Mais vous le réduisez à "une candidature de témoignage" si j'ai bien compris, M.-A. Montchamp.
Attendez, vous permettez : je ne représente pas l'électorat français.
Alors doit-il se présenter ?
Moi je pense que c'est déraisonnable. Je pense qu'il est beaucoup plus...
Vous dites non.
Je pense que non, en effet. Je pense qu'il est dix fois préférable que les idées de République Solidaire, les idées formidables qu'il porte et que je partage avec lui soient présentes dans la famille majoritaire, pèsent dans le programme et pèsent dans l'exécutif. C'est ce que je fais au quotidien. Je n'ai pas changé sur mes convictions politiques et j'ai la possibilité, même si je suis une femme en politique, de ne pas résumer mon action à un marivaudage.

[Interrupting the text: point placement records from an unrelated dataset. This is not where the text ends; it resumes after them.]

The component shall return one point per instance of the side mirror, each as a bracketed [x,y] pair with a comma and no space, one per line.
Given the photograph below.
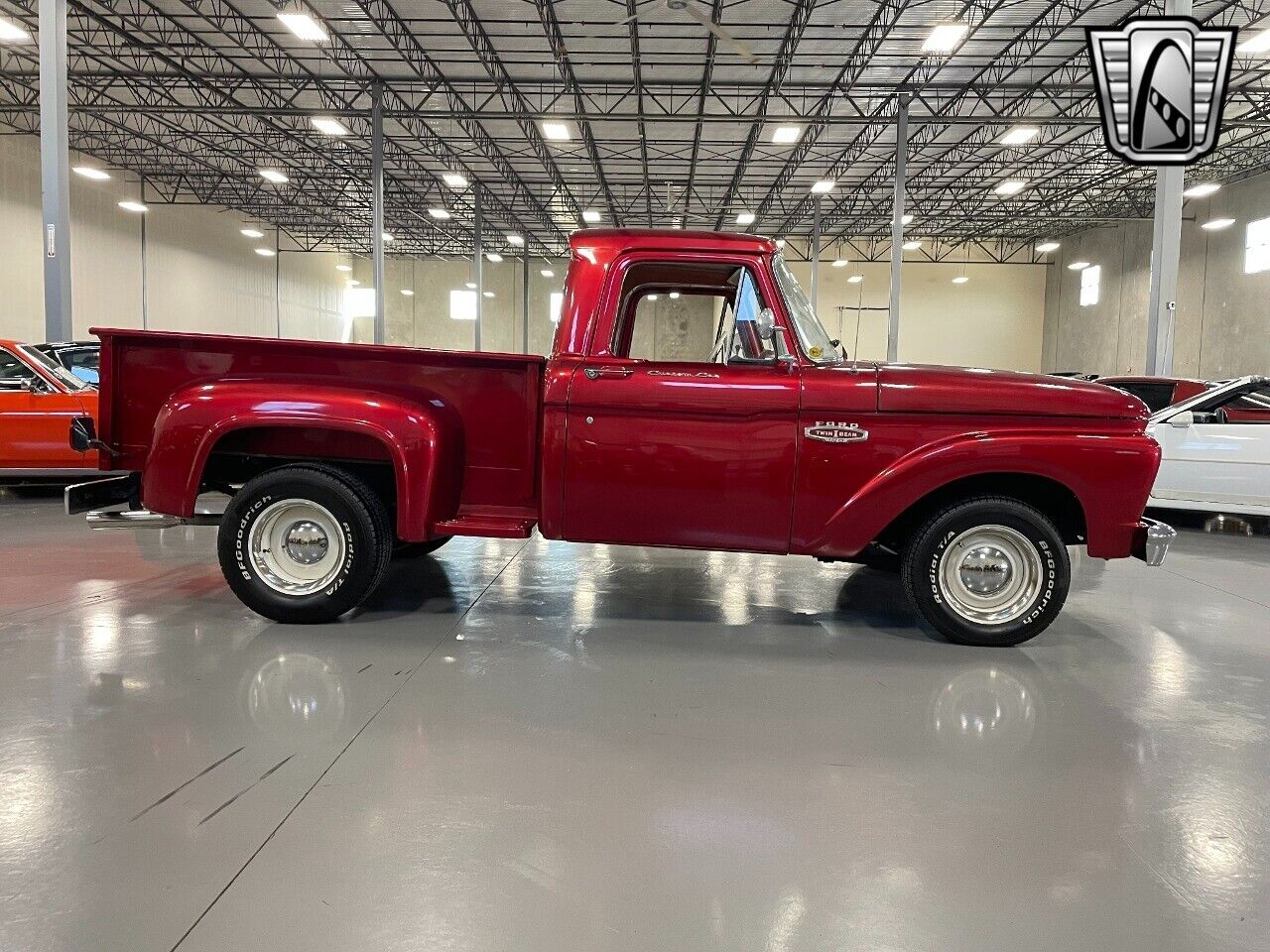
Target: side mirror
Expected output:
[765,322]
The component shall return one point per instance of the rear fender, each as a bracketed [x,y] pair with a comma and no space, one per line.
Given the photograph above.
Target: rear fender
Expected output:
[423,442]
[1109,475]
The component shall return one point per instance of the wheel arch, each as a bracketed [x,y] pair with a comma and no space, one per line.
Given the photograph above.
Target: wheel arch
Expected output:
[421,447]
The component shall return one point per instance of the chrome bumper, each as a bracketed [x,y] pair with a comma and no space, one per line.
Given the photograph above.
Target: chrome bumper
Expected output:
[1151,540]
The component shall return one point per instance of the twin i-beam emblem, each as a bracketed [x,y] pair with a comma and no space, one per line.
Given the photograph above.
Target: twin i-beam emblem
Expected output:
[1161,86]
[834,431]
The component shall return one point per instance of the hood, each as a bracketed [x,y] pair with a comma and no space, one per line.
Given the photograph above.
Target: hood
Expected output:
[971,390]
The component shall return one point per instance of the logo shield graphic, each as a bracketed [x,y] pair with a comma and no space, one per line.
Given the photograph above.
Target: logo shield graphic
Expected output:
[1161,87]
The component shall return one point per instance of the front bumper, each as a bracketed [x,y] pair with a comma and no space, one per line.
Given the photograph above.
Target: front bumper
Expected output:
[1151,540]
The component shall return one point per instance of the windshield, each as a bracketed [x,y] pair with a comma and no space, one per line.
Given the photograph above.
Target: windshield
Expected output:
[64,377]
[817,343]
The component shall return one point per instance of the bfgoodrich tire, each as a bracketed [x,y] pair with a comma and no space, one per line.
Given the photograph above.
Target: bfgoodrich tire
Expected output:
[987,571]
[304,543]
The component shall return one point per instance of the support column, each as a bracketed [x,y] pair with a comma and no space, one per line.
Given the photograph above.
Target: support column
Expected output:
[377,209]
[897,231]
[525,315]
[476,262]
[55,171]
[1166,249]
[816,250]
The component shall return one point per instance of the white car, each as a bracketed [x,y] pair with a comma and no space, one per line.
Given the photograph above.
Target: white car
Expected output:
[1215,449]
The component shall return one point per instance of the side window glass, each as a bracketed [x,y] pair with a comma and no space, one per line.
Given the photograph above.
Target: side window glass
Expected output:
[691,313]
[1251,407]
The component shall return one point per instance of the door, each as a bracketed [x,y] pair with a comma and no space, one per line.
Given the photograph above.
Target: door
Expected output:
[35,419]
[1219,454]
[681,433]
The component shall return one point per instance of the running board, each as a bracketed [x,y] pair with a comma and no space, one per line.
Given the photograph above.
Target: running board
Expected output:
[516,525]
[145,520]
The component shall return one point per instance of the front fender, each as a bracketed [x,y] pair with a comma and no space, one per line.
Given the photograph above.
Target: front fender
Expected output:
[423,442]
[1110,475]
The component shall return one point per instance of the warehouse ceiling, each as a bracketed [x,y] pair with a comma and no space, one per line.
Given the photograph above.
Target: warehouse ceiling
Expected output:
[671,108]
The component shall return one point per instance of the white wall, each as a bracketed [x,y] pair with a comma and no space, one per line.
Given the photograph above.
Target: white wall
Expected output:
[1222,324]
[203,276]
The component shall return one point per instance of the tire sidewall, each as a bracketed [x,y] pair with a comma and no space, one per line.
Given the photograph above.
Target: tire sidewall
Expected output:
[1038,532]
[341,594]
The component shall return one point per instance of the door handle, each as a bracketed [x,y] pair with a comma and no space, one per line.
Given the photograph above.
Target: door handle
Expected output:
[617,372]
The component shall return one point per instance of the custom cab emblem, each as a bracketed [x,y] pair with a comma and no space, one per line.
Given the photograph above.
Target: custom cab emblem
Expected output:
[834,431]
[1161,87]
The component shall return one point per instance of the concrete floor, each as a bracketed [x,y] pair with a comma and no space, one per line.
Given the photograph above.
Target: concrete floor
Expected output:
[543,747]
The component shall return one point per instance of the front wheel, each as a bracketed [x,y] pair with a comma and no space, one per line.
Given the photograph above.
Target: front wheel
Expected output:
[987,571]
[304,543]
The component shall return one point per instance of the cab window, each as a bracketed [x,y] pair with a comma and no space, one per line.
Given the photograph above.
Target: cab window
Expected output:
[691,313]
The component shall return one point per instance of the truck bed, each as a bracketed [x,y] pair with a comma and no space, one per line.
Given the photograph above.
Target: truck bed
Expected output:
[497,398]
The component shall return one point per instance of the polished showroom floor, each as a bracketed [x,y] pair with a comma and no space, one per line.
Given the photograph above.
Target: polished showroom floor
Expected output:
[552,748]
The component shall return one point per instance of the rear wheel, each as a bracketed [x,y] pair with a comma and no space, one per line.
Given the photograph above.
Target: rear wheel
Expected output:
[987,571]
[304,543]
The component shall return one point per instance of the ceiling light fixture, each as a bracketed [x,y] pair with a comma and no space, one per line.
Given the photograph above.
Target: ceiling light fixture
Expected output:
[1202,190]
[945,39]
[556,131]
[329,127]
[1017,135]
[303,24]
[12,33]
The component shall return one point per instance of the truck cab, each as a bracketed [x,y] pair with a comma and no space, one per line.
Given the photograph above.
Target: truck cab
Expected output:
[691,399]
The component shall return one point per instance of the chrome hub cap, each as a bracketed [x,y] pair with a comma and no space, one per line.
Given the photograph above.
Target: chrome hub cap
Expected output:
[296,547]
[989,574]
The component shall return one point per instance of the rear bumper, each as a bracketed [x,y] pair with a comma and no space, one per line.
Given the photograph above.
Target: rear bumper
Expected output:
[1151,540]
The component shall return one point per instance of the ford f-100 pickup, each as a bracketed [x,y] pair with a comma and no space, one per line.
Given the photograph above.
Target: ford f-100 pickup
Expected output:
[757,434]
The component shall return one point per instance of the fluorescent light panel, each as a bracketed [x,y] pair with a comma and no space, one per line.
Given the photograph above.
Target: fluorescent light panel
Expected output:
[329,127]
[945,39]
[1017,135]
[304,26]
[12,33]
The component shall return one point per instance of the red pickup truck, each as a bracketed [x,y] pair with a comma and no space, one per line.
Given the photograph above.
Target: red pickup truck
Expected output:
[691,399]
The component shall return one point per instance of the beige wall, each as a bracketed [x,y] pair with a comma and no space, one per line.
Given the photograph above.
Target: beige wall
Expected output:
[1222,325]
[203,276]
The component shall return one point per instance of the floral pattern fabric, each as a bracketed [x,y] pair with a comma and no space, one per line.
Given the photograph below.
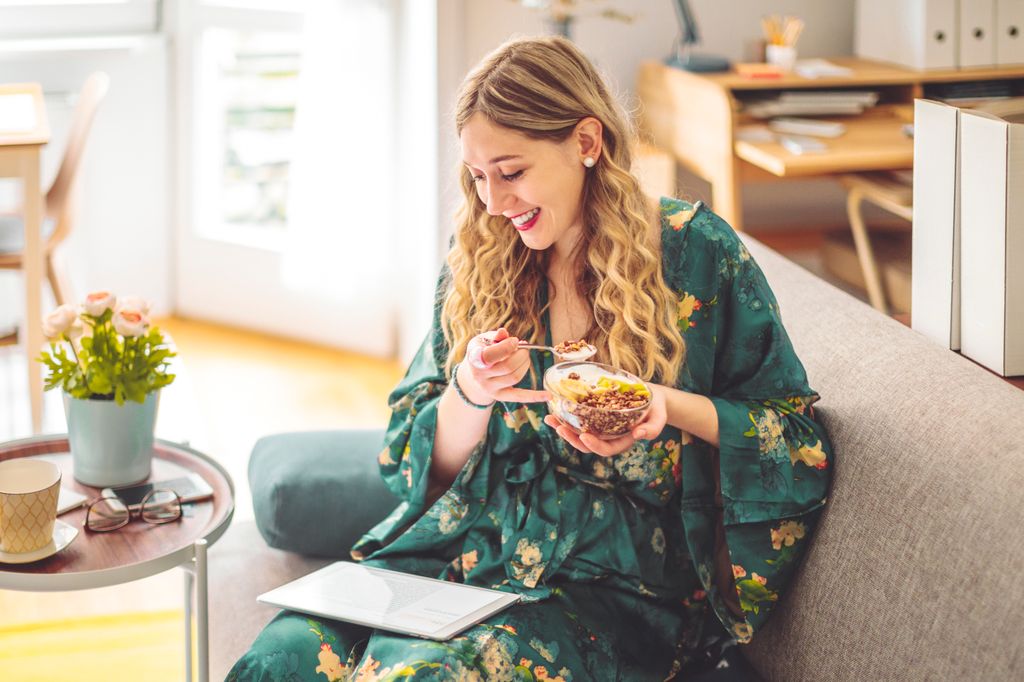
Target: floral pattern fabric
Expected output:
[629,565]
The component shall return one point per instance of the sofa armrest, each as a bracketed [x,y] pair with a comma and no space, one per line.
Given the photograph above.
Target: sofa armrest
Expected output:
[316,493]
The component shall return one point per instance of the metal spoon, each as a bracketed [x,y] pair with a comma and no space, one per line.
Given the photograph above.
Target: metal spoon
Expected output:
[586,352]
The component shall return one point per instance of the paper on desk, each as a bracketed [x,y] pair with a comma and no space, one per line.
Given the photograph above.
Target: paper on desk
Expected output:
[755,134]
[820,69]
[17,113]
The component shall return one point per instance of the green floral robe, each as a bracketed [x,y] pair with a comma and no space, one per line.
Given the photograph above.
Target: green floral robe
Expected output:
[629,565]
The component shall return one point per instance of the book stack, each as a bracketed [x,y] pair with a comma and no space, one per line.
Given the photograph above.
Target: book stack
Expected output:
[813,102]
[968,261]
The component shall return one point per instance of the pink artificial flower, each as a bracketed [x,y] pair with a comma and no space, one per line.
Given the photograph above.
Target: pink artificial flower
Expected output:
[130,323]
[59,321]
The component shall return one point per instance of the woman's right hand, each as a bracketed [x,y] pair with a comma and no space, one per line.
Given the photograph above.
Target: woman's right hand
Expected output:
[494,366]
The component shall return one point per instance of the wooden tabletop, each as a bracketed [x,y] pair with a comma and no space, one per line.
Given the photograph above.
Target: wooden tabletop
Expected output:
[136,550]
[875,142]
[863,73]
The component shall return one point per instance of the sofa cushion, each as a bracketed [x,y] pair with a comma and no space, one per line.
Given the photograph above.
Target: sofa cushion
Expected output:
[315,493]
[912,572]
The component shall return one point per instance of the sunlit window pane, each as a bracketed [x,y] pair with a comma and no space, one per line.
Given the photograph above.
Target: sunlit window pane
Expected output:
[256,80]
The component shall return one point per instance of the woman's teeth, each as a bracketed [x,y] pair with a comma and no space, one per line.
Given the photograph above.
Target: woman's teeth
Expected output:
[520,220]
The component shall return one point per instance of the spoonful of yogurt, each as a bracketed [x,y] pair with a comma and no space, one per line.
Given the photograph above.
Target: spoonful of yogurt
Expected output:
[567,351]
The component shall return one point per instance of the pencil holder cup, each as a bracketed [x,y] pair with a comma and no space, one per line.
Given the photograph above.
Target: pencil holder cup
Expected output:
[783,56]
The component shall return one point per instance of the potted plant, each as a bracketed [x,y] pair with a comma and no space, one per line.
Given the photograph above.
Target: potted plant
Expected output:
[111,364]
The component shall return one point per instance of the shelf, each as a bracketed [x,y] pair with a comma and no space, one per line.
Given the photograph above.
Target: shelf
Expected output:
[869,143]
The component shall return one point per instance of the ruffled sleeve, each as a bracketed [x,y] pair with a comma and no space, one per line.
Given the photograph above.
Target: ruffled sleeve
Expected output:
[750,506]
[404,460]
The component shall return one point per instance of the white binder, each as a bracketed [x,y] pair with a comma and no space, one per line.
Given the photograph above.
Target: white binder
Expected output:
[935,300]
[1009,32]
[919,34]
[992,242]
[977,33]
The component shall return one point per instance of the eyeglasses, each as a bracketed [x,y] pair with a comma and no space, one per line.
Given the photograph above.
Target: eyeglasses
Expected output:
[111,513]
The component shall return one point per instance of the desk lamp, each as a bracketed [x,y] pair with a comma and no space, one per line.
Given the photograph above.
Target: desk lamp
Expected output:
[689,36]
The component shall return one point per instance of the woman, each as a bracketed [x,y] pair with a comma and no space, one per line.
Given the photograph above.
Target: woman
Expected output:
[639,557]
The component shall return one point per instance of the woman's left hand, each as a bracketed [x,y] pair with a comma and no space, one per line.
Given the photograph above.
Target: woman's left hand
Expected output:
[649,426]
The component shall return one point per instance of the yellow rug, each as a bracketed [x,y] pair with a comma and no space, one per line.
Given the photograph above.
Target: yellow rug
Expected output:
[122,646]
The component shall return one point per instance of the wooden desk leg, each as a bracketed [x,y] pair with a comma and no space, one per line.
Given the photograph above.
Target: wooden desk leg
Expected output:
[864,253]
[726,198]
[33,265]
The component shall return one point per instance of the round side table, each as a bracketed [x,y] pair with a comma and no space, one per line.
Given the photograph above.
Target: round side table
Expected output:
[138,550]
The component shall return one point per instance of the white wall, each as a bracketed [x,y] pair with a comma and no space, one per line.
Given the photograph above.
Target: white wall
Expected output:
[728,29]
[122,240]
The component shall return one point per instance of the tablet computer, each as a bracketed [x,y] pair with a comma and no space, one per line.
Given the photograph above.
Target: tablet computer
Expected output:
[389,600]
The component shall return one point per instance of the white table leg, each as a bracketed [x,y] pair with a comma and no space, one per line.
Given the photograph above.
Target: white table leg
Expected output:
[33,266]
[188,594]
[202,616]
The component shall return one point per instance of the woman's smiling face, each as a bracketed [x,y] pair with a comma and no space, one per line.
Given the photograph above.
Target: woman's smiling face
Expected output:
[537,184]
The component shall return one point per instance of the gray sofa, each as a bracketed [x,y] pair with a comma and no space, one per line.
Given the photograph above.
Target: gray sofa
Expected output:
[914,573]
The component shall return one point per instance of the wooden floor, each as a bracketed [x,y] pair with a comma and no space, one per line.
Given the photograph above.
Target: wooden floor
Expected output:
[236,386]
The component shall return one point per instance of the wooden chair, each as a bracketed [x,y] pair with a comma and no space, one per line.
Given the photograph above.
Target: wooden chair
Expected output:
[889,190]
[58,210]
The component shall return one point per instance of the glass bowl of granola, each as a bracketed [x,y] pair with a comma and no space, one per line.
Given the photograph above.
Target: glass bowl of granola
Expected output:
[596,398]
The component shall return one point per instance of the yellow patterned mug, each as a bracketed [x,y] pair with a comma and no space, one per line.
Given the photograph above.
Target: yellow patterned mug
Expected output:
[29,491]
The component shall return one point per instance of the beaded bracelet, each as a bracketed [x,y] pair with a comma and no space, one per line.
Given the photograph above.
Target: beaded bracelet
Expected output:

Alors on va terminer avec ça. Il vous a appelée depuis votre entrée au Gouvernement ?
Nous nous sommes parlé longuement à l'occasion de cette entrée au Gouvernement.
Et que vous a-t-il dit ?
Si vous me permettez, je lui ai dit que c'était les combats de ma vie et je lui ai dit sur quels dossiers j'entrais, et il m'a dit qu'il me comprenait et il m'a dit son estime. Ce jour-là, nous avons eu une conversation comme jamais nous n'avions eu de conversation. Nous nous sommes dit les choses en vérité parce que les sujets que je porte, je sais qu'il en partage la nature, qu'il en partage l'importance pour les Français, et même qu'à titre personnel, comme c'est mon cas, il les comprend.
Si vous aviez à choisir entre ces deux hommes, N. Sarkozy et D. de Villepin, lequel choisiriez-vous ?
Moi je choisis la France, je choisis les Français.
Ah non ! mais ça... l'échappatoire est facile !
Mais attendez, je vais vous dire quelque chose : vous me parlez de quel type de choix ?
Je vous pose la question, choix politique d'abord.
Mais le choix politique, je l'ai fait. Je suis entrée au Gouvernement. Je suis solidaire du Gouvernement.
N. Sarkozy. Choix amical ? Choix personnel ?
Ce sont deux personnes... Écoutez, je refuse de choisir l'un plutôt que l'autre J'ai de l'admiration pour l'action du président de la République, pour sa capacité à réformer, pour son courage. Et vous voulez que je vous dise, quand il est tellement critiqué, tellement parfois brocardé, je trouve qu'il y a une injustice. Quant à D. de Villepin, avec son talent, son intelligence, son indépendance...
Qui devait "être pendu à un croc de boucher". Ce n'est pas ce que j'avais entendu à une époque, M.-A. Montchamp ?
C'était brutal et c'était violent et c'est pour ça que j'ai réagi.
Mais qui avait prononcé cela ? Qui avait dit cela ?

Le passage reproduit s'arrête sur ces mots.